Auf die richtige Frage kommt es an
insofern war die richtige Frage für mich ob ich einen Gegenstand benutzen werde. Das hat es für mich einfacher gemacht mich von tollen Sachen zu trennen, die aber nicht mehr zu dem Lebensstil passen, den ich mich ausgesucht habe. Das fühlte sich so an wie eine Schlange, die ihre zu klein gewordene Haut abstreift.

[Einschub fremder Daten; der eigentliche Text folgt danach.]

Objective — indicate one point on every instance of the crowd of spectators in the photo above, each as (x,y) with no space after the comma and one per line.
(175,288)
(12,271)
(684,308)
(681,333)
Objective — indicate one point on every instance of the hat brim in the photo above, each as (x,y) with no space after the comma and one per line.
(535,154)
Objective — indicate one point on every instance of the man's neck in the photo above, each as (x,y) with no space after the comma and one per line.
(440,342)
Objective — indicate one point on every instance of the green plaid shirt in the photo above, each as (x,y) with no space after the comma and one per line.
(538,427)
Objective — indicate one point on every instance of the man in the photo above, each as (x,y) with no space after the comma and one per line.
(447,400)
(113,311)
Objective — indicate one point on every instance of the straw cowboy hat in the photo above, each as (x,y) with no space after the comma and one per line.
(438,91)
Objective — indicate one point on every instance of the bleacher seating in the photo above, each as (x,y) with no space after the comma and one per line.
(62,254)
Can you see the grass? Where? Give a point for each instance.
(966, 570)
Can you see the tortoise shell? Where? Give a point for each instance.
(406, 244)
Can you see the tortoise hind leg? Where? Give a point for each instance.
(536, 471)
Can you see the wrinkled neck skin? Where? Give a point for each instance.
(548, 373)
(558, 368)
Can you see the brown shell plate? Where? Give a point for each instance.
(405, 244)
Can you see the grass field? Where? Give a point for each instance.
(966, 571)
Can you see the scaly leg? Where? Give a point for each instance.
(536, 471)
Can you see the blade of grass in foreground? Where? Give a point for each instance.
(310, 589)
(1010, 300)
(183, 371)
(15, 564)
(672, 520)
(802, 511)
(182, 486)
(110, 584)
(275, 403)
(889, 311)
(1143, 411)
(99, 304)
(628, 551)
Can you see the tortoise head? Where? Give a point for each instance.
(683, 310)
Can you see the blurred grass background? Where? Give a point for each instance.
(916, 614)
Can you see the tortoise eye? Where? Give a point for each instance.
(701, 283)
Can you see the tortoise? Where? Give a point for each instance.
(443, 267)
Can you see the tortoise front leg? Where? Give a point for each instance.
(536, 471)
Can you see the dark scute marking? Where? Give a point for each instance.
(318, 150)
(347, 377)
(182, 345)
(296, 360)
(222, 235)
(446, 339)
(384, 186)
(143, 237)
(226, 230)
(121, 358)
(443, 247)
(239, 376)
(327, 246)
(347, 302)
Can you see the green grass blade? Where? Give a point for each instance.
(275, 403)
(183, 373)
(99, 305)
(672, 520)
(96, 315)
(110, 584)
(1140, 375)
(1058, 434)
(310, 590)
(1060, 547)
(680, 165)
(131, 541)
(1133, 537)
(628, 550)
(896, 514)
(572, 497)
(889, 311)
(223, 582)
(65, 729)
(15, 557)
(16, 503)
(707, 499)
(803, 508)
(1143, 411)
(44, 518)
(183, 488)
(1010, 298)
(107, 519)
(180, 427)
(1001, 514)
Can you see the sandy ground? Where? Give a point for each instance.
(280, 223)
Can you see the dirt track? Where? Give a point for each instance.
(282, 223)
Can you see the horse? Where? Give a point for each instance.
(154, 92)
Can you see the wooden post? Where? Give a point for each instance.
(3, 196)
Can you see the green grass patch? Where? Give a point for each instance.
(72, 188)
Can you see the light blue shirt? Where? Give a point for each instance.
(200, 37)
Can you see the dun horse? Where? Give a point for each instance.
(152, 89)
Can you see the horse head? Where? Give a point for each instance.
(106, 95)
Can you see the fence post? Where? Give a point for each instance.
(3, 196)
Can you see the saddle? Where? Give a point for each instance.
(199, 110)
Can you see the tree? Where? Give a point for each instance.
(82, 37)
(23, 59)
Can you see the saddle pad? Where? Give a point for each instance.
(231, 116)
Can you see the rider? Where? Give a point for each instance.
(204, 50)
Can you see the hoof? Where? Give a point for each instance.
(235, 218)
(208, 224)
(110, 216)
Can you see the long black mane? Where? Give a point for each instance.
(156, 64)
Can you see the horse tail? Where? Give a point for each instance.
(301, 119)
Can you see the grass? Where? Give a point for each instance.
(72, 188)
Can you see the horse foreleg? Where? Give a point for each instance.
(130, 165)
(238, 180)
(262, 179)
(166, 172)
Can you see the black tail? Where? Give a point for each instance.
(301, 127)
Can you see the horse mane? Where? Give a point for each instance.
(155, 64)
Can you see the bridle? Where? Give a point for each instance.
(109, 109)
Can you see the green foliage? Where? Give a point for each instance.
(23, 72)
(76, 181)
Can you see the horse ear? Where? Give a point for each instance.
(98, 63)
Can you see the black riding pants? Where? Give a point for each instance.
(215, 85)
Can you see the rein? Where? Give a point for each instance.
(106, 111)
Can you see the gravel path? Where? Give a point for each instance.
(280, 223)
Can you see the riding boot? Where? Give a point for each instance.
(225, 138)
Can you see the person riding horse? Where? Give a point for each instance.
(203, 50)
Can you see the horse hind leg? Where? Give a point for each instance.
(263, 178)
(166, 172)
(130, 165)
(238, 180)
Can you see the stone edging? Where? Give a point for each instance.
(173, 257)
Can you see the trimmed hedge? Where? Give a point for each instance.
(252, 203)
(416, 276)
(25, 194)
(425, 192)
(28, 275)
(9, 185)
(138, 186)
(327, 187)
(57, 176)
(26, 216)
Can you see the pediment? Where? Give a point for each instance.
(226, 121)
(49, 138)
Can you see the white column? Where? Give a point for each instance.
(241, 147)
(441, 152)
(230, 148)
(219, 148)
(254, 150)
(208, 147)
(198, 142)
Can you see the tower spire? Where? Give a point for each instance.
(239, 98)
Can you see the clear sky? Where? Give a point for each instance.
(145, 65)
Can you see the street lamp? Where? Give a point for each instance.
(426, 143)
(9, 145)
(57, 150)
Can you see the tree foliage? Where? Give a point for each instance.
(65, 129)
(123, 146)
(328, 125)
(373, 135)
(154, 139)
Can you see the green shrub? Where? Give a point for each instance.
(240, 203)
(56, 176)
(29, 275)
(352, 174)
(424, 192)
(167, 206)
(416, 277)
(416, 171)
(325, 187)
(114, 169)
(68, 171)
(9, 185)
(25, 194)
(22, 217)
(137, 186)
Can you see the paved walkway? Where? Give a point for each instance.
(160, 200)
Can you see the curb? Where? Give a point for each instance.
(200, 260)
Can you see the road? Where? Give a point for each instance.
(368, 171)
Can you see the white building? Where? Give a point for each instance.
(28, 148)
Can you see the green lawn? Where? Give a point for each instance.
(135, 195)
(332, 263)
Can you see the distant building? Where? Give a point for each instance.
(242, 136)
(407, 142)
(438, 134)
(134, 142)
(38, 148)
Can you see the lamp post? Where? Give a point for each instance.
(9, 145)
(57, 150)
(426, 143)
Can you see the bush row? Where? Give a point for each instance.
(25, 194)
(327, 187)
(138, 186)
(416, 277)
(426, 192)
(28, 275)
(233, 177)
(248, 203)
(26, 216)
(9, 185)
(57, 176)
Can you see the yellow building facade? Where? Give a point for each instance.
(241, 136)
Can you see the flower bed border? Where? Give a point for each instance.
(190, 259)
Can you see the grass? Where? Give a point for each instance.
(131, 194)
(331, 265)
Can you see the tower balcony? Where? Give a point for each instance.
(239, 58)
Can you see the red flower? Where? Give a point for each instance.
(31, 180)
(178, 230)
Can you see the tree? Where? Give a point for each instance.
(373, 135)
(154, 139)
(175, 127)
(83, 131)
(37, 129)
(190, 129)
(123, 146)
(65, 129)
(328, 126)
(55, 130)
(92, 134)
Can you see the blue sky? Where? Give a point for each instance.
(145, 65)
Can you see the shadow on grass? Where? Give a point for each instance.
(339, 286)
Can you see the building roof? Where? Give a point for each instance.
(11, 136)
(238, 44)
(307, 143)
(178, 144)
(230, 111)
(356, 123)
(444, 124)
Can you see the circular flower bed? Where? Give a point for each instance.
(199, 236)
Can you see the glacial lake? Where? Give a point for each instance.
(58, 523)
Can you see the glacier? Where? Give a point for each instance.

Sie hat ihr lange Zeit gute Dienste geleistet aber irgendwann beginnt eben ein neuer Lebensabschnitt.
Interessanterweise kommen umso mehr Gegenstände zum Vorschein, je gründlicher ich aufgeräumt habe. Irgendwann stellte ich mir die Frage wie es überhaupt soweit kommen konnte. Für mich gab es zwei wesentliche Gründe:
- Ich dachte, dass mich tolle Gegenstände zu einem besseren Menschen machen
- ich dachte, dass mich tolle Gegenstände glücklich machen
Beides ist falsch wie ich mittlerweile verstanden habe.
Du bist nicht dein Job!
Tyler Durden aus dem Film “Fight Club“
Du bist nicht das Geld auf deinem Konto!
Nicht das Auto, das du fährst!
Nicht der Inhalt deiner Brieftasche!
Und nicht deine blöde Cargo-Hose!
Heutzutage denke ich folgendermaßen über das was ich über Jahre hinweg praktiziert habe:
- ich habe wertvolle Rohstoffe für Dinge verschwendet, die ich nicht brauche
- Ich habe wertvolle Zeit und Energie bei der Recherche nach dem besten Produkt und dem besten Preis verschwendet
- Es wurde viel Geld für Dinge ausgegeben, die ich kaum benutzt habe
- Ich habe die Umwelt verschmutzt wenn ich geringwertige Dinge weggeworfen habe
- Ich habe wertvolle Zeit und Energie verschwendet um hochwertige Gegenstände zu verkaufen
Alles, was Du hast, hat irgendwann Dich
Je mehr Hausrat ich los geworden bin, desto leichter und freier fühlte ich mich. Da stellt sich mir die Frage wozu ich eine Hausrat versicherung brauchen sollte. Selbst wenn mein gesamter Hausrat einem Brand oder Wasserschaden zum Opfer fallen sollte, sind es tatsächlich nur sehr wenige Dinge die ich WIRKLICH brauche. Da ich nicht auf die edelsten Designermöbel angewiesen bin, könnte ich das notwendige für kleines Geld nachkaufen. Zur Not sogar gebraucht. In den Ruin würde mich das sicherlich nicht treiben.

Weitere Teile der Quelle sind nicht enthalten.